Ask him who he looks up to and Bill jokes “Me! I’ve had many so-called friends who’ve only been too happy to back-door you but I did admire a lot of people in the industry, particularly Arthur Shaffir at Invicta Carpets; Wolf Fink at United Carpets; Michael Oakley of Victoria Carpets and John Sunderland at Quest Carpets. I’d also like to mention the Bramwell brothers and ‘The Don,’ Don Curry and his family. Don Curry is a notable exception” he says. “Don’s retired now, he was fantastic and we were great friends. We colluded on many jobs so if a customer went to me first, Don would add on another thousand or so in his quote so I would get the job; of course I always returned the favour. Wolf Fink was also a character. I met him once at a function and he asked which car was mine. I said ‘the Commodore’ and he told his partner to sell me whatever I wanted, that I had money. He thought that all those carpet guys with expensive cars never paid him.”

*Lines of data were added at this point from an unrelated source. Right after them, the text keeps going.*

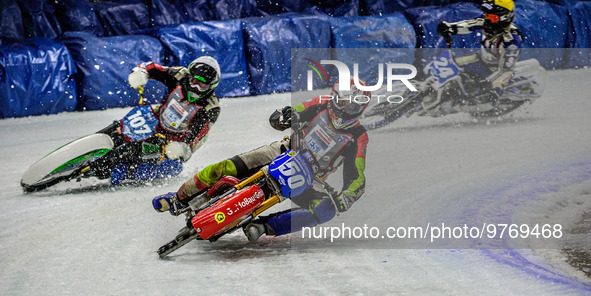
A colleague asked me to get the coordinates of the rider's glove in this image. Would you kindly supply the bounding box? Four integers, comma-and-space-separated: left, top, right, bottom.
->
127, 67, 148, 89
337, 191, 357, 212
437, 21, 458, 38
269, 106, 293, 131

Over the years Bill has met and enjoyed the company of some of Australia’s finest sports personalities. His ‘friends’ include Glen McGrath; Doug Walters and Stuart McGill from cricket. From AFL Wayne Carey; Glen Archer and Brent Harvey of North Melbourne, a player Bill sponsored in 2007. In golf its Miguel Jiménez; Adam Scott and Peter Thompson. From Formula One it’s Mark Webber who he spent a weekend with on a yacht at the Monaco Grand Prix. His loves are his family who he says “In life is number one,” the MCC; his safari’s; the North Melbourne Football Club and travel.

Bill loves to travel, something he got used to while representing Australia, in fact he’s been to the United States twenty times, including several times to present Lacrosse clinics. Something he’s done a lot of is safaris in Zambia, Tanzania and Kruger National Park. He’s done 3 canoeing trips down the Zimbabwe at Mana Pools and tells us the story of the time “I was tipped out of the canoe on my first trip by a hippopotamus, absolutely frightening. On another trip in the same area I found a snake in my tent, that was hair-raising also” he says. He’s going again this year and loves to shoot animals. With a camera, not a gun, something he feels is “not sport.” A believer in the circle of life, Bill loves the outdoors and says “I could go around an 18-hole golf course without hitting a ball and I’d be happy.”

Bill’s been in the midst of a major natural disaster; has been threatened by union officials; has carried a shotgun for his own protection; has been imprisoned; stabbed several times and even almost had his nose bitten off. But his story is also one of representing Australia; running a great business; of family and long-time friends; of his beloved cattle dogs; of belief in the industry he is so proud of. From humble beginnings to marching behind the Australian flag in Perth at the World Lacrosse Series, one of the proudest moments in his life, his is a story of achievement and in a way, a lust for life.

Pictured: Bill (right) and Matthew Stahmer.